MEST Africa selects 6 Ghanaian startups for the 2022 Express Accelerator

The Meltwater Entrepreneurial School of Technology (MEST) has selected six Ghanaian startups for the 2022 MEST Express Accelerator.

MEST Express is an acceleration program focused on providing investment-readiness support to early and growth-stage startups in Ghana.

It delivers hands-on business interventions focused on rapid practical application and observable business outcomes. The program works with founders to ensure their businesses are poised for growth and increased impact.

After 20 weeks of hands-on expert-led workshops and mentorship, startups in each cohort have the opportunity to participate in a pitching session where the top-performing ventures receive equity-free grant funding. Since the commencement of the accelerator in 2020, MEST in partnership with MasterCard provides about $1000K annually to over 50 startups including Treepz, Motito, Digistore, PayBox, Swoove and Yom Yom.

According to MEST, "the latest cohort is focused on empowering startups in Ghana that provide solutions that use technology to drive transformational change to create a more sustainable future for all," according to the accelerator's website.

The 2022 MEST Express Accelerator cohort is made up of six Ghananian startups solving problems in the fintech, agriculture, logistics, health, and e-commerce sectors. The startups include: Shaq Express, Fluid Finance, Tiny Reusers, Digital Health Access and Sommalife.

Shaq Express

Shaq Express is a local e-commerce and courier company with the sole aim of creating the convenience of a digital lifestyle that connects the customer and vendor; providing logistical support to customers by allowing them to move packages from one point to another.

Fluid Finance

Fluid Finance: empowers banks to finance low-income farmers at scale. "Our breakthrough offline technology enables farmers to access digital financial identities, cashless credits, and educational content to increase crop yield and financial literacy. At the end of the program, we want to facilitate access to 250,000 farmers," according to Moustapha Seck, CEO, Fluid Finance.

Tiny Reusers

Tiny Reusers addresses the global environmental crisis as well as the unemployment issues in Ghana through our e-commerce platform where we invite all to sell their preloved and new baby, kids, and maternity items.

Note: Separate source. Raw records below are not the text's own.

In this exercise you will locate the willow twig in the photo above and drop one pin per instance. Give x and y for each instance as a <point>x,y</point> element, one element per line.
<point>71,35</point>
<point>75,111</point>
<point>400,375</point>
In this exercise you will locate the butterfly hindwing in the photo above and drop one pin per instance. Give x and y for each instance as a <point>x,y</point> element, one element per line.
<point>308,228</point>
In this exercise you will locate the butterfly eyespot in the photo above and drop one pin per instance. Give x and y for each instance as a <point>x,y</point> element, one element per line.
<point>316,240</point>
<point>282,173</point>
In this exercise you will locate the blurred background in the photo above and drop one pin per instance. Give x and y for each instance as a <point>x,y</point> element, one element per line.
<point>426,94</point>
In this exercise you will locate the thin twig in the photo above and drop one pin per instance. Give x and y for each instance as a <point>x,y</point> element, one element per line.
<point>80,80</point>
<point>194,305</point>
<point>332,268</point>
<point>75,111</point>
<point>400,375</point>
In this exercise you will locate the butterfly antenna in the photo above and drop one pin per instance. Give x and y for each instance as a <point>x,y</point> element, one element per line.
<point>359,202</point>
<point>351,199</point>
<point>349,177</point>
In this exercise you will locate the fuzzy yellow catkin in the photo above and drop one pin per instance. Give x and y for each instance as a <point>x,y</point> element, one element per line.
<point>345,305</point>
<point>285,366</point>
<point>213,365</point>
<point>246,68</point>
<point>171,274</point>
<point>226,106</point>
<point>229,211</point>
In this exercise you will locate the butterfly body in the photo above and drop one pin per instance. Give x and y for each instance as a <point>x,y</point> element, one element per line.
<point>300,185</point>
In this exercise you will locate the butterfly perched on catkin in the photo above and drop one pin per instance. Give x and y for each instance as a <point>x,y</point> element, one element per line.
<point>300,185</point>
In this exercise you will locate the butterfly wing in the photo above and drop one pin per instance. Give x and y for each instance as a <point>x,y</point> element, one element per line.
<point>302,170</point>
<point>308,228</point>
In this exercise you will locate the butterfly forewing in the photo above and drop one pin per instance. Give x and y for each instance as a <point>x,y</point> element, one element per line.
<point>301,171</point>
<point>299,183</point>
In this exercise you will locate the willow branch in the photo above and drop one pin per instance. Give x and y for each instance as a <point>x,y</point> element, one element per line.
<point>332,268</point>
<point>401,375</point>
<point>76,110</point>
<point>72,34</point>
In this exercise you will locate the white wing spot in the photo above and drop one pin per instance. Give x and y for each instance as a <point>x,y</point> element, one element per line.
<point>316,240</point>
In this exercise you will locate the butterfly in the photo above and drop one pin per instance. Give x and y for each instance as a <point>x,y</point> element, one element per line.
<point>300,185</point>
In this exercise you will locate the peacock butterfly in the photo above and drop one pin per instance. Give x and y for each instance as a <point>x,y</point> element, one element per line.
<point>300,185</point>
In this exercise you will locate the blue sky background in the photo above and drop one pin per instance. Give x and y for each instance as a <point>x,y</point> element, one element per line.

The startup's CEO Lisa Nielsen said that via the programme, the team is expecting exponential growth and impact: "In 6 months, we hope to gain good traction, become investor-ready, and improve on our technology," she said.

Digital Health Access

Digital Health Access is an all-inclusive Health Education and Consultation platform that connects healthcare professionals and providers to users and assists healthcare professionals with an Electronic Medical records system to manage their patient’s records.

Richmond Ampbeng, CEO of Digital Health Access, and his team saw the MEST Express Accelerator as an important opportunity to "benefit from expert training and mentorship and also gain access to the MEST Community."


Sommalife provides resources for women groups in shea-producing communities to produce high quality in large volumes, gain access to international markets and become agents of environmental conservation.

“We joined the MEST Express accelerator with the expectation that it will prepare us to be investor ready and at the end of the program, be able to raise $600,000 to complete our software development and scale our solution by 2023,” noted Mawuse Gyisun, CEO of Sommalife.

Africa Goodnest

Africa Goodnest is e-commerce and logistics platform helping transform the way that we find and buy value-added agricultural products in the personal care, herbs, spices, food, and beverage space, from Africa.

According to Africa Goodnest's founder Bernice Yalley, MEST Express offers the opportunity to grow its platform sustainably. "At the end of the program, we hope that we will have over 100 vendors on our platform from all over the African continent, have made connections and sales with an almost equal amount of markets, and are representing ourselves at industry trade shows, Yalley said.

Kwaku Tabiri, co-founder of Swoove and an ex-beneficiary of the accelerator said that "before the program, we had been bootstrapping on our own for three years. We applied to the program to gain funding, become part of a community of entrepreneurs as well as acquire knowledge and experience on how to build a startup, and we gained all three."

"Our experience during the MEST Express accelerator was very educational," he said.